The Healthcare Technology Accelerator Facility (HTAF) at the University of Edinburgh has achieved a significant regulatory milestone: Medicines and Healthcare products Regulatory Agency (MHRA) approval to import and manufacture Investigational Medicinal Products for use in human clinical trials.
This achievement represents years of work building quality management systems, validated processes, and the specialised expertise needed to manufacture clinical-grade products within an academic setting. For MicroTex, embedded within this wider translational ecosystem, the approval marks a critical enabler for accelerating our research from laboratory innovation to clinical evaluation.
What This Means
The Good Manufacturing Practice (GMP) Facility within HTAF now provides a faster, regulated route to take novel discoveries—including new formulations and active pharmaceutical ingredients—through late-stage development and into early-stage clinical evaluation. A particular strength of the facility is its ability to conduct small batch manufacturing, essential for projects like MicroTex where precision and agility matter. The facility consists of a warehouse, Active Pharmaceutical Ingredient (API) laboratory, quality control laboratory, and three segregated cleanrooms for manufacturing both sterile and non-sterile drug products. Each laboratory is overseen by highly qualified chemists and quality assurance staff with extensive experience supporting academic and commercial partners.
The MicroTex Connection
For MicroTex, this approval is directly relevant to our work developing platforms for Intra-Target Microdosing. While our engineering teams develop novel medical devices for precise drug delivery to the lungs and cornea, HTAF’s GMP capability ensures we have pharmaceutical assets ready to test—manufactured to the exacting standards required for human clinical trials.

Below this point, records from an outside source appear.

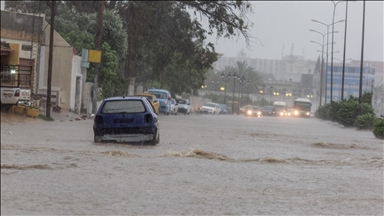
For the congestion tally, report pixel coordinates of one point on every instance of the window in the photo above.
(123, 106)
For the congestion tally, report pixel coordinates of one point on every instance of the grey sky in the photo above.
(279, 24)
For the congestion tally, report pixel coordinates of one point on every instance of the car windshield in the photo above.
(322, 59)
(159, 95)
(210, 105)
(123, 106)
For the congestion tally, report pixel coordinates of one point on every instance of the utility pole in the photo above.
(50, 57)
(99, 34)
(361, 64)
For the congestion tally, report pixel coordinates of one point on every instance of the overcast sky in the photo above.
(278, 25)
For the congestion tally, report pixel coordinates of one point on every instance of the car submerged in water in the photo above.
(126, 119)
(253, 111)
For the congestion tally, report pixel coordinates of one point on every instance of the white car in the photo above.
(174, 107)
(210, 108)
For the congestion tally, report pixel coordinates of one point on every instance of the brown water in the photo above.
(203, 165)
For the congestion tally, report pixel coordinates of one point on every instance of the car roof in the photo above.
(131, 97)
(144, 94)
(159, 90)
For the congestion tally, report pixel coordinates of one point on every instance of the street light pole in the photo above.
(333, 21)
(225, 79)
(322, 61)
(233, 95)
(361, 63)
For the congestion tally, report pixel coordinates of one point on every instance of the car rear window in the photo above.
(160, 95)
(123, 106)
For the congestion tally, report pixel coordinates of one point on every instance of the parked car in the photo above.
(126, 119)
(210, 108)
(184, 106)
(224, 109)
(289, 112)
(174, 107)
(152, 98)
(164, 97)
(268, 111)
(244, 108)
(253, 111)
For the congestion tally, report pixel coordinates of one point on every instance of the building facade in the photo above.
(351, 81)
(27, 38)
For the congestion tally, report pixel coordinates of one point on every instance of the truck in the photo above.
(15, 87)
(280, 108)
(302, 107)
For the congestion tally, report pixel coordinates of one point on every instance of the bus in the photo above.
(302, 107)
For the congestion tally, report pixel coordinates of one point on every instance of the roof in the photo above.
(303, 100)
(144, 94)
(159, 90)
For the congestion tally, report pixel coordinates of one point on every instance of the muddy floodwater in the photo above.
(204, 165)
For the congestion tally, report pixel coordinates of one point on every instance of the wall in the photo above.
(62, 65)
(76, 73)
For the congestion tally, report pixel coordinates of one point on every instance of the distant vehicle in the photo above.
(126, 119)
(210, 108)
(184, 106)
(174, 107)
(280, 108)
(268, 111)
(164, 97)
(224, 109)
(152, 98)
(253, 111)
(289, 112)
(244, 108)
(302, 107)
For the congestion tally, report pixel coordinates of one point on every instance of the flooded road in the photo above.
(204, 165)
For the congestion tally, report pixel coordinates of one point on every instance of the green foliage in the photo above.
(367, 97)
(366, 121)
(154, 40)
(112, 82)
(378, 129)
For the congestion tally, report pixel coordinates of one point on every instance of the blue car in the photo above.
(164, 98)
(126, 119)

HTAF sits within the University of Edinburgh’s Institute for Regeneration and Repair at Edinburgh BioQuarter, alongside several interconnected centers accelerating healthcare innovation. This ecosystem approach means pharmaceutical development, medical device innovation, clinical expertise, and regulatory capability sit side by side, enabling faster translation from discovery to clinical evaluation.
Why This Matters Now
MicroTex’s goal is to enable earlier, better decision-making in drug development by testing compounds at the site of disease in Phase 0. This requires not just innovative delivery devices, but pharmaceutical assets manufactured to clinical standards. HTAF’s MHRA approval removes a significant bottleneck in that pathway.
For antimicrobial resistance—where the therapeutic pipeline is shrinking and time matters—the ability to rapidly manufacture small batches of investigational products and move them into early human studies could be transformative.
This milestone reflects the collaborative, translational approach at the heart of MicroTex: bringing together engineering innovation, pharmaceutical expertise, clinical medicine, and regulatory rigor to tackle some of healthcare’s most pressing challenges.